Перевоплощение Римо было недолгим, но Чиун не знал, когда Шива вновь завладеет рассудком Римо. И тогда Мастер во имя сохранения сил, вложенных в неблагодарного ученика, и продолжения рода решил разорвать узы, связывающие Римо с родной страной. Это решение, писал Чиун, возможно, и не стоило бы упоминать, разве только для того, чтобы отметить его гениальность. Подумав немного, Чиун добавил перед словом “гениальность” слово “непревзойденную”. Иногда истину трудно разглядеть между строк.

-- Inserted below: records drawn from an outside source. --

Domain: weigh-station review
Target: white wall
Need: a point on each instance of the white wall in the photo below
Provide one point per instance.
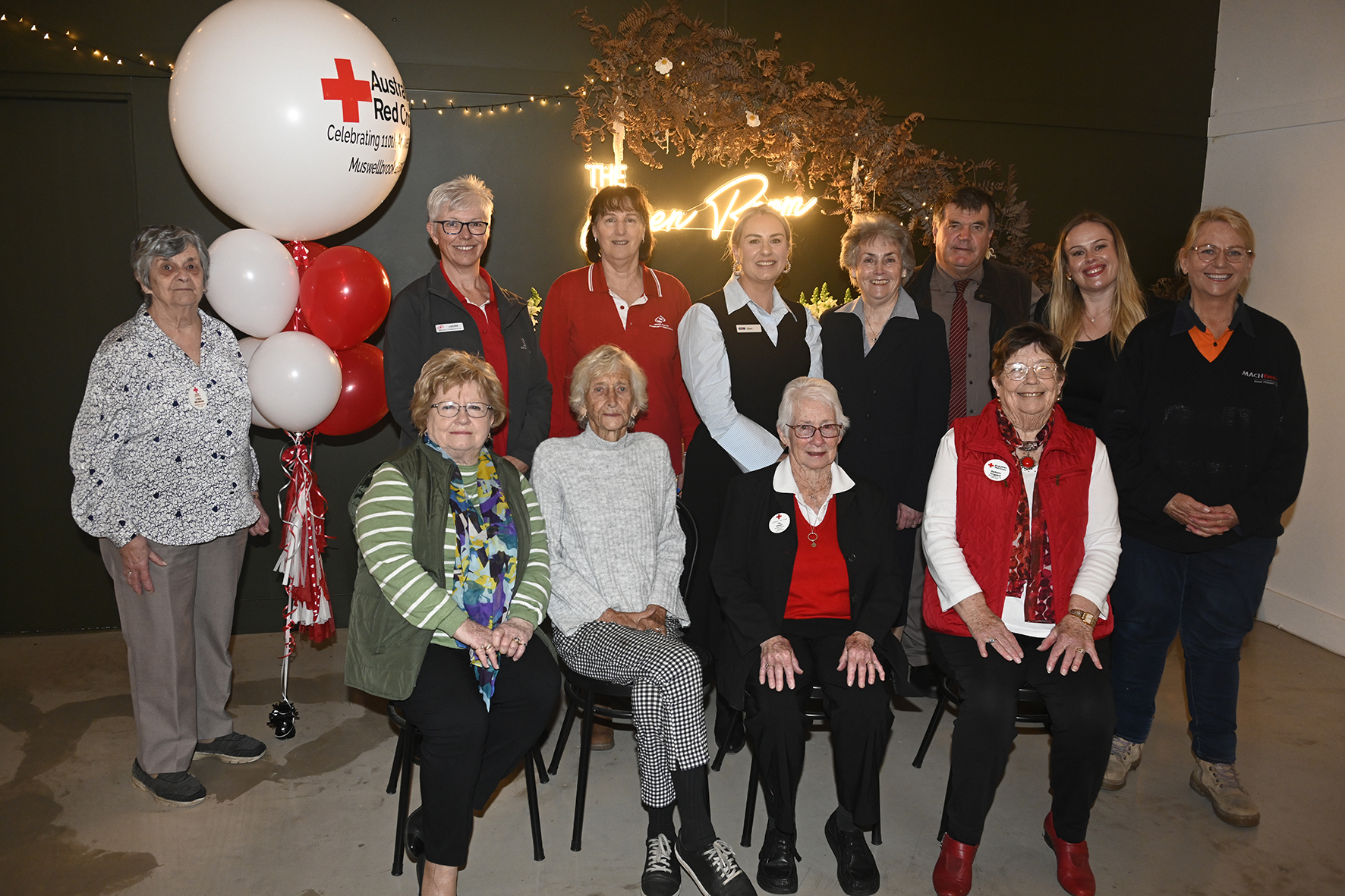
(1277, 154)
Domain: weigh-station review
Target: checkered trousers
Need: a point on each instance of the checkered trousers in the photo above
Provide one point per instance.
(666, 696)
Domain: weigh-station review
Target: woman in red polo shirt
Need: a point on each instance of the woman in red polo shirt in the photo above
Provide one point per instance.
(620, 300)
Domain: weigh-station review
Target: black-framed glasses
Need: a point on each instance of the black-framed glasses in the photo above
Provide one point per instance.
(1044, 370)
(454, 228)
(472, 408)
(805, 431)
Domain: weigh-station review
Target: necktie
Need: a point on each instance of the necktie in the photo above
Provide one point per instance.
(958, 354)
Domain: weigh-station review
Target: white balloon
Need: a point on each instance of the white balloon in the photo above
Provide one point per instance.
(254, 281)
(247, 344)
(289, 116)
(295, 379)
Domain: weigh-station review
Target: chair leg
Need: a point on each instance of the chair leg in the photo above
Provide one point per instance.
(749, 814)
(581, 788)
(404, 802)
(724, 747)
(565, 735)
(934, 725)
(533, 814)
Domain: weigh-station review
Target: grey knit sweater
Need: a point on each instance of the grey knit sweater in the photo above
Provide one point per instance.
(611, 527)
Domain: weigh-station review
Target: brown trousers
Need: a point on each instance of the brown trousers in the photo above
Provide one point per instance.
(178, 646)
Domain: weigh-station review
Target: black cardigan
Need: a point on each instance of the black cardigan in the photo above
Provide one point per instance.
(896, 398)
(412, 338)
(754, 567)
(1233, 431)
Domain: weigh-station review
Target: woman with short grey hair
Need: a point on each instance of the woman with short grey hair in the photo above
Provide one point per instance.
(167, 482)
(459, 306)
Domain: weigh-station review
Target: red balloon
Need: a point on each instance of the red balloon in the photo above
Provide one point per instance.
(343, 297)
(364, 400)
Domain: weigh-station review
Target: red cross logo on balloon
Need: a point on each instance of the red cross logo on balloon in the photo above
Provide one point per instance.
(348, 89)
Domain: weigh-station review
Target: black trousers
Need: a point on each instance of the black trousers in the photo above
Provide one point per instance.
(1082, 723)
(861, 723)
(465, 750)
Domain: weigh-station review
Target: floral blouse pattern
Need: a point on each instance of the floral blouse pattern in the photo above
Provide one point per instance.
(160, 445)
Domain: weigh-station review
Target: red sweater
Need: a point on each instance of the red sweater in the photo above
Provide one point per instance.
(580, 315)
(987, 511)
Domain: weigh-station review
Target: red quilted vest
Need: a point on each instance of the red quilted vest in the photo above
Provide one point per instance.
(987, 509)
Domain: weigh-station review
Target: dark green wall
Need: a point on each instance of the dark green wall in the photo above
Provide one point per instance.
(1103, 111)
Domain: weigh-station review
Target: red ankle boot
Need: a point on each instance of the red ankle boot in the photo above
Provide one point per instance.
(1073, 868)
(953, 871)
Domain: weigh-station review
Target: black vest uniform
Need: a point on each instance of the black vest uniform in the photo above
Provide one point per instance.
(759, 372)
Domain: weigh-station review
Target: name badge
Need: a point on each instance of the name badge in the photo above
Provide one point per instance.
(997, 470)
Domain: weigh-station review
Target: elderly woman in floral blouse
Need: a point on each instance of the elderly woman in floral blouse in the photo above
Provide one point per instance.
(167, 482)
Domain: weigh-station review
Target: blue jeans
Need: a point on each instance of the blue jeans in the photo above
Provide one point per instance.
(1211, 599)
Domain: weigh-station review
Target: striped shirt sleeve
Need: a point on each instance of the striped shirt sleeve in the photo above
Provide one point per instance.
(383, 533)
(534, 593)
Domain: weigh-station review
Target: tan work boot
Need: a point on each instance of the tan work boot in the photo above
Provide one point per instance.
(1125, 756)
(1221, 784)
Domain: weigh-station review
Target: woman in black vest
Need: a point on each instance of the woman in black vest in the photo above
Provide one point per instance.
(740, 347)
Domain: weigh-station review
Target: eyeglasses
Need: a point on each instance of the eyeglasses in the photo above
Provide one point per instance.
(805, 431)
(454, 228)
(1235, 255)
(1044, 370)
(451, 408)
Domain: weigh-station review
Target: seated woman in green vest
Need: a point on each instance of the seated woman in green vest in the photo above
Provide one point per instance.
(451, 587)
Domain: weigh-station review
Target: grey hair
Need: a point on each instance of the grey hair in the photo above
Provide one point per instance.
(601, 362)
(165, 241)
(802, 388)
(869, 226)
(460, 193)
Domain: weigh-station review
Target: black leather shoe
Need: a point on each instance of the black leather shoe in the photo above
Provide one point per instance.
(776, 872)
(855, 869)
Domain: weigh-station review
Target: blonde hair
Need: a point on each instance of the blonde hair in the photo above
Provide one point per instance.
(1223, 214)
(447, 370)
(1066, 313)
(601, 362)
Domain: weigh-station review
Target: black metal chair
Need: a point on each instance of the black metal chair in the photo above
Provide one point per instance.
(1032, 711)
(404, 758)
(581, 690)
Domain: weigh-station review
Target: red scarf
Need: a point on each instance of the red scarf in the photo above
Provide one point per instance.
(1031, 560)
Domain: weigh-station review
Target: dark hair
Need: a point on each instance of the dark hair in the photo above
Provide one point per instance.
(619, 200)
(1024, 337)
(966, 198)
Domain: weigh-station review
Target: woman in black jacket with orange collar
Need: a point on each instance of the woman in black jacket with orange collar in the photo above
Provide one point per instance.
(810, 591)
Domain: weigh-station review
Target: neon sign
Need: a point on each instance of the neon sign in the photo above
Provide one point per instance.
(723, 206)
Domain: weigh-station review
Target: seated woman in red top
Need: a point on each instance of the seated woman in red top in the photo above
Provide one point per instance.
(622, 302)
(808, 576)
(1021, 542)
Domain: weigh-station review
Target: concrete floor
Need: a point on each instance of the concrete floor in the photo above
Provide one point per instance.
(312, 817)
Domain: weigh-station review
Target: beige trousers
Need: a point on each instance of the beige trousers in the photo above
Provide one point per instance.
(178, 646)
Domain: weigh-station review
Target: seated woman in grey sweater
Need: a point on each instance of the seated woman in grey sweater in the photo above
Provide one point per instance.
(610, 501)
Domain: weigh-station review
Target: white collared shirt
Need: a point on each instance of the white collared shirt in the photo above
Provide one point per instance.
(786, 485)
(705, 367)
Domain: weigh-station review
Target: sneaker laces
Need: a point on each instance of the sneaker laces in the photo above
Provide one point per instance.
(660, 854)
(723, 860)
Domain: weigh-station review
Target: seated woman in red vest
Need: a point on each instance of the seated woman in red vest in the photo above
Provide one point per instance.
(1022, 539)
(808, 576)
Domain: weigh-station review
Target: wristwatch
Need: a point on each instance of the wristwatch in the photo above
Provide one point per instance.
(1090, 619)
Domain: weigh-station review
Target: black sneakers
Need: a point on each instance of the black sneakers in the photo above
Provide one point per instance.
(233, 748)
(714, 869)
(855, 869)
(662, 876)
(776, 872)
(170, 789)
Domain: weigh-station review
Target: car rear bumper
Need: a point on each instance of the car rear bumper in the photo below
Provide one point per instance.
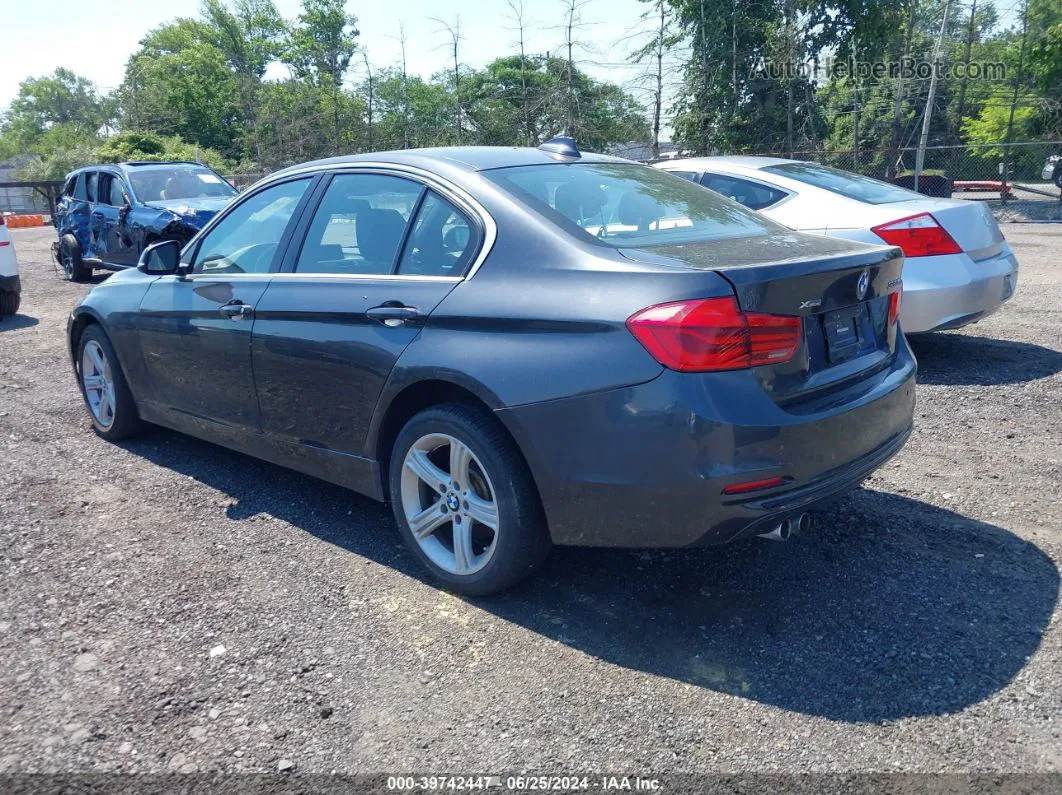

И это помогло, нацарапал Чиун. Они с Римо вернулись в Синанджу, поскольку не обязаны были больше работать на клиента в лице США. Римо согласился стать преемником Чиуна и полюбил корейскую девушку. И вот теперь они должны были пожениться. Со временем появятся внуки, и дело жизни Чиуна будет завершено. Чиун вступил в брак необдуманно, и у него не было сына, которого он мог бы назвать своим наследником. Его вынудили взять белого ученика, чтобы традиция Синанджу не умерла. Недооценка Римо могла бы иметь катастрофические последствия, ибо в результате из него получился величайший Мастер Синанджу, Римо Светлый.

Чиун остановился и вычеркнул слово “Светлый”, заменив его словом “Неблагодарный”. Затем вымарал и это слово и попытался подобрать такое, которое включало бы оба понятия, но не смог ничего придумать.

К нему вернулась прежняя тоска. Казалось бы, сбылось все, о чем он мечтал для Римо и для Синанджу, и все же он был несчастлив. Сокровищница Синанджу просто лопалась от нового золота и старых драгоценностей, а он все равно чувствовал себя потерянным. Ему уже никогда больше не придется служить иностранным государствам, а он тем не менее грустил. Римо обещал поселиться вместе с ним в Синанджу и не соглашаться ни на какую работу, не посоветовавшись с учителем, но и это не радовало старика.

Но он не решался признаться в этом даже самому себе. Римо вечно обвинял его в том, что он брюзжит. Чиун считал, что сказано неудачно и слишком резко, но понимал, что в словах Римо есть доля правды. На протяжении многих лет Чиун уговаривал Римо оставить Америку и перейти на службу более достойным империям. Например, Персии, ныне утратившей былое величие и получившей название Иран. Он рассчитывал, что работа на другую страну станет первым шагом на пути превращения Римо в истинного корейца.

Но Римо поступил еще лучше: он приехал в Синанджу и сразу же покорил всех обитателей деревни. Чиун даже не предполагал, что такое может произойти, тем более так быстро.

И все же он испытывал грусть.

Ему хотелось кому-нибудь пожаловаться, но он не решался. Если бы Римо узнал, что Чиун несчастлив, то мог бы принять какое-нибудь поспешное, необдуманное решение. Например, потребовать, чтобы они немедленно вернулись в Америку, где Чиун был счастлив. Относительно счастлив.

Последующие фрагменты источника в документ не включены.